But something felt off. It may have been the 60-hour work weeks or that we took two lengthy vacations every year, yet always felt exhausted upon our return. Then there were the troubling symptoms—bouts of vertigo, persistent IBS and daily panic attacks—and tests that revealed I’d been suffering from acute stress.

Finally, some terrible news turned out to be a huge blessing. In mid-2007 I visited my doctor with the usual complaints. She did her check-up, asked a few questions, then looked me dead in the eye and said if I didn’t change my life I wouldn’t see my 45th birthday. I was 41 at the time.

Paul responded to my death sentence with a plan: escape the corporate world for life on a farm. That sounded great to me, so we started watching for “the sign” that told us it was time to make our move. A handful of months later, our employer announced plans to lay off a sizable chunk of the workforce. We gave notice, cashed out our stock, sold our home, and started laying the groundwork for a life of self-sustainable farming. 

The new property grounds in Puerto Rico. 
The new property grounds in Puerto Rico. 

La Isla del Encanto
We discussed a few possibilities, but when it came time to decide where to go, one place kept popping up. We’d vacationed in Puerto Rico twice and loved it, particularly the second trip, when we stayed on a farm in the mountain town of Utuado.

By Day Four, we felt as though we’d been wandering the globe aimlessly for years and had finally found our home—like Odysseus reaching Ithaca.
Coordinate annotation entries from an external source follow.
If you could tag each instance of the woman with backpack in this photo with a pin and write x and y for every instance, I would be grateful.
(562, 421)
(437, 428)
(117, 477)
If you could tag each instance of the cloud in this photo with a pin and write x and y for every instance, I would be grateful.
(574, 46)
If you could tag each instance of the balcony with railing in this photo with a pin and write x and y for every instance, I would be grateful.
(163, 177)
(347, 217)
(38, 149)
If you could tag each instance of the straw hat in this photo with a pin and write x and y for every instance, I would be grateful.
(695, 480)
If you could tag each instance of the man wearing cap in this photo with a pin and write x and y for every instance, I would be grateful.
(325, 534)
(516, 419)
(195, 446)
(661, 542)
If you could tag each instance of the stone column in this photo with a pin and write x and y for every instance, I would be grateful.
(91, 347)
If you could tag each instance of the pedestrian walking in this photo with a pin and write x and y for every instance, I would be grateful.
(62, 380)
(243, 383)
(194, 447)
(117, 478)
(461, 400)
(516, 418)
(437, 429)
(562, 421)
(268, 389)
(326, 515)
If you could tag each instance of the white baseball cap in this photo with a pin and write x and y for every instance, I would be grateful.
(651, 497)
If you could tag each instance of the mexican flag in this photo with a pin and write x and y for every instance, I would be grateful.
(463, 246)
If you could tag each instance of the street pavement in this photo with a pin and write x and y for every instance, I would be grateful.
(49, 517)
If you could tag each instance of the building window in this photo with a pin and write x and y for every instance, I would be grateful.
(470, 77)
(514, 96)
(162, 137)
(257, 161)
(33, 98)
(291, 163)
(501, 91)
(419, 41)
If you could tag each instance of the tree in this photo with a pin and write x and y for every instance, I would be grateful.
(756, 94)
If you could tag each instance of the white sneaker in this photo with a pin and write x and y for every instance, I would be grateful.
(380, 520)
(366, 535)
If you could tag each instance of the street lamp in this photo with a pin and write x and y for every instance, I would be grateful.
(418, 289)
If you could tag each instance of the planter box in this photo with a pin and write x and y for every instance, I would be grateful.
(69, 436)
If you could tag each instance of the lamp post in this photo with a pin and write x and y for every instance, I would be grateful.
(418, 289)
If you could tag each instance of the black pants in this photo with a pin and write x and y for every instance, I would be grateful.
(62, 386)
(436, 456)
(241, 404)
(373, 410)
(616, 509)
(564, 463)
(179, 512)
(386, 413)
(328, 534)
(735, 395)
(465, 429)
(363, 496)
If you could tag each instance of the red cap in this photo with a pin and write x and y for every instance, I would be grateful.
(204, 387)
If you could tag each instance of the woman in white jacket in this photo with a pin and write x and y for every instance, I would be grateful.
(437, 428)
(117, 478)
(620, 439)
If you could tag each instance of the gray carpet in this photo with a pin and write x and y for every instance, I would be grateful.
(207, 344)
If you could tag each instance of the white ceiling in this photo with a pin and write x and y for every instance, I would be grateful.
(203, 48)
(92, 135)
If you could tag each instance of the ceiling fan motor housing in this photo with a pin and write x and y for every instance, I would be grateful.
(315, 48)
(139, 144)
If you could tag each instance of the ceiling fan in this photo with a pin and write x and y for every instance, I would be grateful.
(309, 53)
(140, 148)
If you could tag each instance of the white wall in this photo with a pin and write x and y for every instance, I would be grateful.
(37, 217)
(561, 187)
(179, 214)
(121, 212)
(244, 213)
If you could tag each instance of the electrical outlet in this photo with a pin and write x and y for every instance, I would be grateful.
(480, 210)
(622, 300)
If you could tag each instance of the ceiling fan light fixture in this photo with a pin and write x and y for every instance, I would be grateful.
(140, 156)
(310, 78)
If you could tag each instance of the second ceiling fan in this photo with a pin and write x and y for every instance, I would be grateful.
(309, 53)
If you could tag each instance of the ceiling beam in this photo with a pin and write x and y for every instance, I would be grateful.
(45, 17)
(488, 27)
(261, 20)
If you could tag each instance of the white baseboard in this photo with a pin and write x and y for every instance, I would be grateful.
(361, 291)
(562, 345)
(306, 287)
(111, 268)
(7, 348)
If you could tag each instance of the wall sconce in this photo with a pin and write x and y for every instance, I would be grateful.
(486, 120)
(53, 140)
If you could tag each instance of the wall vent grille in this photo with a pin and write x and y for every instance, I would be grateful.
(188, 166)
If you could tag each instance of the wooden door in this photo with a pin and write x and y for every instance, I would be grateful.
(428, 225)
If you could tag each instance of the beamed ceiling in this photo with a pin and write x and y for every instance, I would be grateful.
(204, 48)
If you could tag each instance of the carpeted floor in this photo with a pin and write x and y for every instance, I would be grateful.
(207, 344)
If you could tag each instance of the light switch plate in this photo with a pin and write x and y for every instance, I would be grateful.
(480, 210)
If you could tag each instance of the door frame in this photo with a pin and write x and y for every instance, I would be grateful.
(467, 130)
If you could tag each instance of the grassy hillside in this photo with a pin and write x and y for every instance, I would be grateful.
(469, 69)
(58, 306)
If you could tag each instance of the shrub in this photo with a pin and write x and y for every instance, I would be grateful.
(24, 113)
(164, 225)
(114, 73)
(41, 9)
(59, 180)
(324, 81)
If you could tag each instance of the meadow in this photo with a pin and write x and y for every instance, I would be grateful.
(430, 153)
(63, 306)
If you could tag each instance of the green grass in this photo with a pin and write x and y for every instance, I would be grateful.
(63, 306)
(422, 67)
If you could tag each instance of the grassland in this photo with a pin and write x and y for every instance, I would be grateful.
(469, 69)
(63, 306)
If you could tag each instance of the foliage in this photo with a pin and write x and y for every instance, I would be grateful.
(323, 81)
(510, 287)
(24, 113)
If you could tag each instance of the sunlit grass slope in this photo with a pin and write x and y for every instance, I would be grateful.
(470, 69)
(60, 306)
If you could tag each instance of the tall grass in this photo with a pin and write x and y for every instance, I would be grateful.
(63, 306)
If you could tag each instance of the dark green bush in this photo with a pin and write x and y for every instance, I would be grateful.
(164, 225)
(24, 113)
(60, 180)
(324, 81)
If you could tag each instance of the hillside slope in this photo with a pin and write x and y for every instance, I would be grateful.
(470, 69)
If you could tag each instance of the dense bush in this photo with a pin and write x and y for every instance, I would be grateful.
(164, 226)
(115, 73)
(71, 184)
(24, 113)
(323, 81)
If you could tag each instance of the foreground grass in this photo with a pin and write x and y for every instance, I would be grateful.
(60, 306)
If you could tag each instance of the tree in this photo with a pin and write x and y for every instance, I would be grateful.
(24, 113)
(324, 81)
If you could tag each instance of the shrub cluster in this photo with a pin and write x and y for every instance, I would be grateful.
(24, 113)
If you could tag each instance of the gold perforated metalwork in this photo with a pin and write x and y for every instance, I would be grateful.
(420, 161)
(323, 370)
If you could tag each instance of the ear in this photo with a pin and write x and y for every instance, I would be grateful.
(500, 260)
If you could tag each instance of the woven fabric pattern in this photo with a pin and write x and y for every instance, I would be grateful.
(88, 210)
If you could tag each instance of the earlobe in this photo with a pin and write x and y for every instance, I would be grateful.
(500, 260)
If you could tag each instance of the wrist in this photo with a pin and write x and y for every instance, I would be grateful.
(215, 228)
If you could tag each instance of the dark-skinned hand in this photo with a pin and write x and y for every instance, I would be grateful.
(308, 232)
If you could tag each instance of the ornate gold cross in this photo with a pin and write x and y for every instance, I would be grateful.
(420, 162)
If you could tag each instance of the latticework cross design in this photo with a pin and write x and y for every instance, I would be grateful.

We fell so hard for that farm that we asked the owners, an elderly Colombian couple, if we could rent it while we looked for a property of our own. They agreed.

“Why would you give up all of this?!” Paul’s sister asked just before we left the US, arguing that we were throwing all of our parents’ hard work back in their faces. She may have had a point, but we knew we couldn’t keep up the rat-race charade until retirement, then buy an RV and drive around the country. That life held no appeal for us.

We knew five words of Spanish between us, which may have been charming on vacation, but not while living in the sticks.

Sure, we knew five words of Spanish between us, which may have been charming on vacation, but not while living in the sticks. Had we stayed in or near the capital, San Juan, we could have lived the rest of our lives on those five words. But capital city and farming are rarely found in the same sentence. Still, Puerto Rico is not called the Isle of Enchantment for nothing.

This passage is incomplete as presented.